Não era a primeira vez que íamos ao zoológico. Mas, dessa vez, foi diferente. Não por causa do leão; até porque não conseguimos ver o leão. Um pouco pelo tempo chuvoso, que nos fez voltar para o carro umas quatorze vezes, até uma tempestade encerrar o passeio de vez, nos poupando, generosamente, de ter que ver todos os animais.

Também foi diferente porque, agora, os meninos já sabem mais do que eu o nome de alguns animais. Passando pelas cobras, que para mim eram tudo cobra, o mais novo, que é mais velho do que a mais nova, comentou despretensiosamente “humn… uma cascavel”. Confirmei pela plaquinha que era mesmo uma cascavel. Mas, como ele não sabe ler, perguntei: “como você sabe que é cascavel?”. Com tranquilidade, disse que era porque a cascavel faz um sininho ao andar e, apontando para o rabo da cobra, me mostrou que ela tinha um chocalho. Mas não foi só isso que tornou o passeio diferente.

Foi diferente também porque agora não eram duas, mas três crianças. No ano anterior, a mais nova, ainda bebê, foi barrada na porta porque ainda não havia sido vacinada contra a febre amarela. Claro que ela não ficou sozinha lá fora. Mas também não foi o fato de eu ter entrado, nem a presença graciosa dela, o que mais marcou o passeio.

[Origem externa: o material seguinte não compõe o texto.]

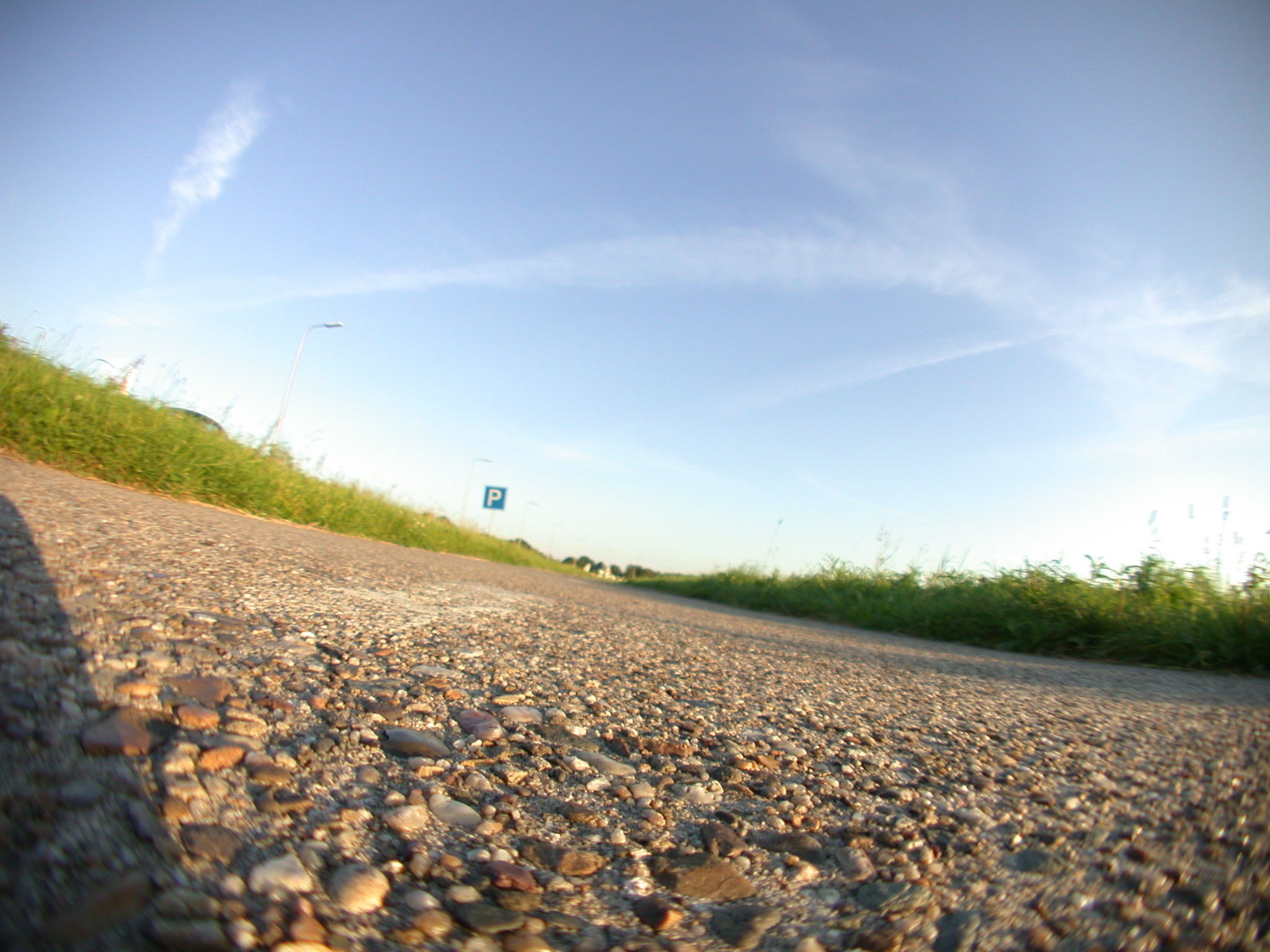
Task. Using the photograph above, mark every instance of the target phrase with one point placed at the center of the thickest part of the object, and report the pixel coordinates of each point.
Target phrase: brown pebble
(220, 758)
(206, 691)
(657, 913)
(138, 689)
(435, 923)
(127, 731)
(525, 941)
(510, 876)
(306, 928)
(106, 909)
(197, 718)
(270, 775)
(579, 863)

O elefante, que já era grande, pareceu ter crescido ainda mais. Uma grandeza que não cansa de impressionar. Mas não foi ele que me chamou mais à atenção. Foi o rinoceronte…

Primeiro, ele estava bem longe. Mas, devagarzinho, foi se aproximando de nós. Já de muito perto, vi que seus olhos, envoltos de moscas, lacrimejavam: o rinoceronte chorava! Então os animais também choram? Parece que sim. E aquele rinoceronte, particularmente, chorava demais. Quanta tristeza! Seria aquele choro um pedido de socorro? Será que os animais não aguentam mais os maus tratos? Eles querem correr pela selva em liberdade? Que maldosos somos nós, pagando para ajudar a mantê-los trancados!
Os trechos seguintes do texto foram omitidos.